The way I see it, gun laws will only affect the law abiding. Guns will always be available to those with cash and no regard for the law. But I don't think gun laws are really the issue. I think we in the U.S. live in a culture where guns are seen as the way to handle problems, going back to the days of the wild west. Look at all the action heroes in our movies that handle their problems by arming themselves to the gills and then taking out all those who stand in their way in a barrage of bullets. And audiences eat it up!
Obviously, the vast majority of us know the difference between fantasy and real life, but for those who are unable to make the distinction, and who have some kind of issue with society, having been indoctrinated from an early age by so much love for firearms, naturally see that as the way to deal with whatever mental struggle they are having.
We are also a society obsessed with fame, and what better way for someone who feels disenfranchised to grab their 15 minutes than to murder a bunch of innocent people?
I read a post on Faceache that was like a breath of fresh air among the endless one-liners and soundbites presented from extreme left and extreme right news sources. The writer basically said that no meaningful discussion can be had between people endlessly posting one-liners and soundbites, and it was time to have a rational discussion that looked to balance opposing desires.
Personally I'm heartily sick of seeing fine-sounding political rhetoric wrapped up in one-liners and soundbites as if they were an answer to anything. I saw one recently that said something like "instead of calling it gun control legislation we should call it anti-massacre legislation". Which sounds well and good on the face of it - after all, who could possibly be opposed to anti-massacre legislation? But take the meme a little further and, like so many others, it starts to break. Let's use the same logic in another setting. I don't like cars, I want to see them banned. But let's not call it car control legislation, let's call it anti-traffic-death legislation. Who could possibly be opposed to legislation to end death on our roads? Er, well, anyone who uses their car most likely. In an instant people would be lining up to say how they needed their car for this or that, and so on.
Another classic line is "you don't need a gun". Well, you don't need a car either. The Amish manage just fine with horse-drawn buggies. You don't need a TV, you don't need a cellphone, you don't need all sorts of things that we've come to take for granted. Of course they make life far easier but the Amish show that it's possible to live with none of those things. But somehow guns are a special class of Things We Don't Need.

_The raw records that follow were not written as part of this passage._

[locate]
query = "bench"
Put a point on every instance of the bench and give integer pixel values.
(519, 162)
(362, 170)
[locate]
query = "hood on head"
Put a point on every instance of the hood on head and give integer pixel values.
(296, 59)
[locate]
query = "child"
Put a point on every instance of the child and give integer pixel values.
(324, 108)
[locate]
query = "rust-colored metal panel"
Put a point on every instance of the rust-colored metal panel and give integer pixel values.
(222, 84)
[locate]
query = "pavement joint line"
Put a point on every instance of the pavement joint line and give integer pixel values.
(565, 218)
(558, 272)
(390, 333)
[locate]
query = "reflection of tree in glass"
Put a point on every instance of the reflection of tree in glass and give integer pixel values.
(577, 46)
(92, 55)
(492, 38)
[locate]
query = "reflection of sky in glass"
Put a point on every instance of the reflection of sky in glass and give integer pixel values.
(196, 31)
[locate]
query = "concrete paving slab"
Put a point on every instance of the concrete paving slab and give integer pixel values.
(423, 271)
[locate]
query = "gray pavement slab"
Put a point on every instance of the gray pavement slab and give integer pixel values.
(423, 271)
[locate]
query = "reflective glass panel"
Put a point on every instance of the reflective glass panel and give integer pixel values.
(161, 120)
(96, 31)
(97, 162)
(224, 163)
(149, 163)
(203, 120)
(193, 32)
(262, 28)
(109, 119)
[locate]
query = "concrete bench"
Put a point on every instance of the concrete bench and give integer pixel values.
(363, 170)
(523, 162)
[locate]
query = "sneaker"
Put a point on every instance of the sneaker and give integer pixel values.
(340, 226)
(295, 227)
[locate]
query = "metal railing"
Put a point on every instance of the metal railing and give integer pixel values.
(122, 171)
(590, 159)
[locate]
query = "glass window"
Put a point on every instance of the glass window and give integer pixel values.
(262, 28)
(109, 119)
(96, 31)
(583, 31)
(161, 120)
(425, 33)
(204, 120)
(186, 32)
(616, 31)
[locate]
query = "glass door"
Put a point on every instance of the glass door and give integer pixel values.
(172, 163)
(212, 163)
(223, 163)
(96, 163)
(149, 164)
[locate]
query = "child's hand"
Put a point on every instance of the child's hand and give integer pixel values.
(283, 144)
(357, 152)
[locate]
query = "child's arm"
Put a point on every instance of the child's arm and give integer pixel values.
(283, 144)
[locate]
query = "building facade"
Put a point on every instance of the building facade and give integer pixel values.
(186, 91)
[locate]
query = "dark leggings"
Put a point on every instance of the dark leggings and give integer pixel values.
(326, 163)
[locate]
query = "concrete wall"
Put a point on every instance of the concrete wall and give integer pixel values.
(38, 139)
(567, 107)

Then there's the talk of the "powerful gun lobby" as if the NRA and a handful of gun-toting rednecks wielded enough power to override the wishes of the vast majority of the American people. Except that falls short too, because there certainly seem to be a lot of guns out there and it's safe to assume that the people who own guns don't want their guns taken away. Let's face it, if you didn't think owning a gun was a good idea you wouldn't own a gun - it's not like buying guns is compulsory.
Of course the media is quick to push their agenda, whichever side they support. And politicians on all sides are usually depressingly quick to use tragedy for political gain even if they aren't hugely overt about what they are doing.
Fundamentally the question keeps coming back to the basic issue of what causes one person to actually want to cause so much harm to so many other people? Until we can address that question all we can do is endlessly change legislation in an attempt to force the people who have already made that decision to change the weapon they use to commit their crimes.
Perhaps one place to start looking is the sense that any minor error of judgment is forever held against someone. When we see reports of employers wanting Facebook passwords, relatively minor indiscretions committed during teenage years making it difficult to impossible to get a meaningful job years later and the like, it's easy to see how someone excluded from school (especially over something that wasn't their fault) may see that their life is pretty much over. In a situation like this the hormonal issues teenagers deal with at the best of times are unlikely to help matters. What about if someone loses their job and sees themselves about to lose everything else with it? Since so many people live one or two paychecks from the street it's easy to see how someone who got fired from their job could see a future with no hope.
We also have a horrendous issue with people being so divided. It seems society is becoming ever-more polarised, split along ever-more fault lines where The Other Guy is the wrong side of whatever divide has been created and therefore he is My Enemy. So whether The Other Guy is a different race, a different social class, a different gender, a different political inclination, a different sexual orientation, whatever it is, he must be The Enemy because he is Not Like Me in a clearly defined attribute. And if there are lots of people out there who are Not Like Me and therefore My Enemy, there's an obvious target for the angst turning to hatred that the less stable will experience.
In many ways I wonder if the Rambo-style genre of movies represents too little violence rather than too much. If we look at the first Rambo movie we see a combat veteran mistreated by a smalltown sheriff to the point he loses it and goes on a rampage. Curiously relatively few people are actually killed in the movie but crucially everyone killed or seriously injured, with few exceptions, is pretty much written out of the movie from there on. No sense of watching the person who was shot in the legs trying to rebuild their life with physiotherapy, no sense of the grieving widow and children of the men who were killed, just a sense of "you pushed me, you deserve this, bang bang, move on to the next one"
The dangerous thing about a man with nothing to lose is that, well, he has nothing to lose. If he goes out in the blaze of bullets, what does he lose? If he gets shot by police, or by an armed citizen, part way through his rampage, what does he lose?